Three generations of the same family have clocked up seven decades of service at Longbridge.

Chris Brown, aged 26, recently followed in the family tradition to take up a graduate trainee post at the home of MG Motor UK.

The Birmingham University graduate has joined father Martin, aged 58, whose career at the Birmingham plant began in 1971 and who is still working today as a powertrain programme manager.

And adding to the trio of loyal Brown family servants is Chris's grandfather Alan, who worked as a machinist at Longbridge from 1959 to 1976, before taking voluntary redundancy.

The Brown family links with Longbridge date back even further to 1952, when the late John Evans, Chris's maternal grandfather, joined to work as a prototype pattern maker in a stint which lasted until 1988.

And the family set is completed with Chris's mother Janice, who worked in the factory's cost office from 1977 to 1985, meeting husband Martin in the process.
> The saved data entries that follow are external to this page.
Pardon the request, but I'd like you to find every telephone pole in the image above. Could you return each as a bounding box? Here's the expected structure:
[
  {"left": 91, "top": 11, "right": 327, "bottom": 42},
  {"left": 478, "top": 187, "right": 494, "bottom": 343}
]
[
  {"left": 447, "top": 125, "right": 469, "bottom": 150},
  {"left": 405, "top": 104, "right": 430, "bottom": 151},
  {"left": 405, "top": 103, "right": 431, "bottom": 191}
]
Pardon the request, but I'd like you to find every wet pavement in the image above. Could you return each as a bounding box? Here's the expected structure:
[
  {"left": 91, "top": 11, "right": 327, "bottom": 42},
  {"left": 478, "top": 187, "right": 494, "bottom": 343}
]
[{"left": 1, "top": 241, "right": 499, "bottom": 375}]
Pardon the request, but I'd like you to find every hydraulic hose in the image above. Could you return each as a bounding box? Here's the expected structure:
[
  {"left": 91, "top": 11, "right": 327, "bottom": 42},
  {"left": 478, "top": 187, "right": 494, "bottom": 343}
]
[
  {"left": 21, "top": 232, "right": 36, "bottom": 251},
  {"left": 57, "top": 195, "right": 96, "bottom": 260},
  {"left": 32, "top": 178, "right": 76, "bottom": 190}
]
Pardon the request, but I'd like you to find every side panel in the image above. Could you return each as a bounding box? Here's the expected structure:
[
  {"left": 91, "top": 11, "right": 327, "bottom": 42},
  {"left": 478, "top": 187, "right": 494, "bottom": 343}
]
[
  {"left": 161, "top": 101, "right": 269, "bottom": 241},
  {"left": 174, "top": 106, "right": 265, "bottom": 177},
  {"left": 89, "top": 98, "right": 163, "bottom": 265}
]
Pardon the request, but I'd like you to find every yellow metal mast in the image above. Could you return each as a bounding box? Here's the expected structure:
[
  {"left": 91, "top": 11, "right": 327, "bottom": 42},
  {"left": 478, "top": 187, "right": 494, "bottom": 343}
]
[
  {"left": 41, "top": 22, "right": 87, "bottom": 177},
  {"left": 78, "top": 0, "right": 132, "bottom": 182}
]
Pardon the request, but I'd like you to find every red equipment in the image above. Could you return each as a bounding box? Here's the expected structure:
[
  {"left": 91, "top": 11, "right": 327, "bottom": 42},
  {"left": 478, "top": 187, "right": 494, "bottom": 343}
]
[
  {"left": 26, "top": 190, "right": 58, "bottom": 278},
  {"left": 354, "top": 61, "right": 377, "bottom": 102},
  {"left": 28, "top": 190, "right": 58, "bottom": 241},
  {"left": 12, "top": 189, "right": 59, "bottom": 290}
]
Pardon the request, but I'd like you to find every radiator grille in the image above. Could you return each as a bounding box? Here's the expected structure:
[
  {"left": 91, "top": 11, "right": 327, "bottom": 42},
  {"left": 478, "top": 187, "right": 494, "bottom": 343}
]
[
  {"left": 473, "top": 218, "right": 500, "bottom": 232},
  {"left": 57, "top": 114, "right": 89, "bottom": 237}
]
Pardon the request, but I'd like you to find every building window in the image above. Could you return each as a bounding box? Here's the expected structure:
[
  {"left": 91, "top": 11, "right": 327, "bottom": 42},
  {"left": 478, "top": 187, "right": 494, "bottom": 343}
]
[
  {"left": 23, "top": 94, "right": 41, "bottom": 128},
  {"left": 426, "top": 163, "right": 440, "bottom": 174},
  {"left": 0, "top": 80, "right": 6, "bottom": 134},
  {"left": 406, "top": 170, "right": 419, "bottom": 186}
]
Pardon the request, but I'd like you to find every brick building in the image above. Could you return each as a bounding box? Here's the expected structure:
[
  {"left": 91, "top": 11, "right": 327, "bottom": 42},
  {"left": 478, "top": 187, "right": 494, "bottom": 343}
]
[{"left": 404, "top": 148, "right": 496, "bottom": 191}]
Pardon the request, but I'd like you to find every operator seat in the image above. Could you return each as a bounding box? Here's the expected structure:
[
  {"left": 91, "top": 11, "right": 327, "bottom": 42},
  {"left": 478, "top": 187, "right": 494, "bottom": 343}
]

Martin, who returned to Longbridge in January 2009 after MG Rover had closed in 2005, said: I was delighted to come back here I think engineering is in the blood and regard Longbridge as my spiritual home. I was only 17 when I first joined I remember British Leyland, Sir Michael Edwardes and Lord Stokes. I worked on the Allegro, the Princess, the Rover 200 and 400 and others. If the Government had invested in MG Rover, we would still be a mass producer.

Grandfather Alan, 80, said: "I was a machinist in the old East Works. There were around 25,000 people working here then I travelled here by coach from Halesowen.

"We used to have a darts league at lunchtime, and there was a good comradeship. I eventually left in 1976 and went self-employed."

Grandson Chris, one of a five-strong 2012 graduate intake at Longbridge, said: "From a very young age, I always knew I would be an engineer.

"And with MG being quite a small company, there is a real opportunity to make a difference."